Allison Schulnik's two juicy paintings, "Currier & Ives #3 (American Winter Sports)" and "Black Monkey," turn 19th century Americana into a great excuse for piling up gooey paint and making it say something about taste's unsavory underbelly.
The idea that the damage has been done and we're living in its aftermath takes queasy shape in Nathan Redwood's hallucinatory landscape paintings and Mark Dutcher's rough and funky pattern painting, "T.P.S.G." The same goes for Chuck Moffit's two untitled, multipart, multimedia sculptures, which appear to have gone to hell in a handbasket and are all the more poignant for it.
McLean Fahnestock's "Mercury in Retrograde (backwards into the future)" zeros in on those awkward, in-between moments of public speaking, repeating the "ahs," "ums" and nervous lip-licking to make American political leaders look even less human and more diabolical than they are. It's deeply unsettling. And right on the money.
Memories, generations, even centuries pile up in Augusta Wood's multilayered photographs, Matthew Picton's overlapping street maps, Ann Diener's densely interwoven organic imagery and Eric Yahnker's clever sight gags.
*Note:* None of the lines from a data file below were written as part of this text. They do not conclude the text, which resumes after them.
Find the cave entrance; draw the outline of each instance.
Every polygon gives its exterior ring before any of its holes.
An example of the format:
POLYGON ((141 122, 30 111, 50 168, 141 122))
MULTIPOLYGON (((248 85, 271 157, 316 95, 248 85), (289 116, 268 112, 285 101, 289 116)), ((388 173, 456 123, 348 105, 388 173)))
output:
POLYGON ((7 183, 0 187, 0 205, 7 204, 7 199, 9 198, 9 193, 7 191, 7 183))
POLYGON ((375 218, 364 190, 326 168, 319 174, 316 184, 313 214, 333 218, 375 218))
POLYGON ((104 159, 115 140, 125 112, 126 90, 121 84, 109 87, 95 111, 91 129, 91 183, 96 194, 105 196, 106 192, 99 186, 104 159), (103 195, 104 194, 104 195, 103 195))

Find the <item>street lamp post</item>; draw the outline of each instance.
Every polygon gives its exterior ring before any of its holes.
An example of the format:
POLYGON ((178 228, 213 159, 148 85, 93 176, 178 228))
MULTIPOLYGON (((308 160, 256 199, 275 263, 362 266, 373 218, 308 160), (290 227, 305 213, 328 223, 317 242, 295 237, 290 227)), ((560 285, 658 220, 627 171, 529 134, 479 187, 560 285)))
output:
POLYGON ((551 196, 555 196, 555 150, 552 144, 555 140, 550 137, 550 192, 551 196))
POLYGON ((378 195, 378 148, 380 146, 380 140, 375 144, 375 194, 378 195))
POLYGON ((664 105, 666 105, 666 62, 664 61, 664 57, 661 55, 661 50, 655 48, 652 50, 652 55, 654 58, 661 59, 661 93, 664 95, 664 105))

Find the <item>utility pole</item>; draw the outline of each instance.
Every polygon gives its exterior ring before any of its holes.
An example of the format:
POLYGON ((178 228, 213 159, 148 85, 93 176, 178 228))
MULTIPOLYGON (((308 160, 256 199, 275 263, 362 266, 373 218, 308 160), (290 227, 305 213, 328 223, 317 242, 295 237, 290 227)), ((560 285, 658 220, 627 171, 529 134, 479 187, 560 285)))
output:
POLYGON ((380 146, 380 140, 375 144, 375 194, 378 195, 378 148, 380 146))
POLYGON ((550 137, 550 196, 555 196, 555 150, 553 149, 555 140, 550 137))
Excess for its own sake defines Keith Walsh's "CAB 1" and "CAB 3," two handsomely crafted pieces of designer furniture that are so driven by the desire to be multitasking hybrids that they are doubly ineffective: dysfunctional coffee tables and impractical storage cabinets. They make fun of the indecisiveness that often comes with too many options.
"Baker's Dozen" could learn a thing or two from them. Doing one thing well sometimes beats doing two poorly.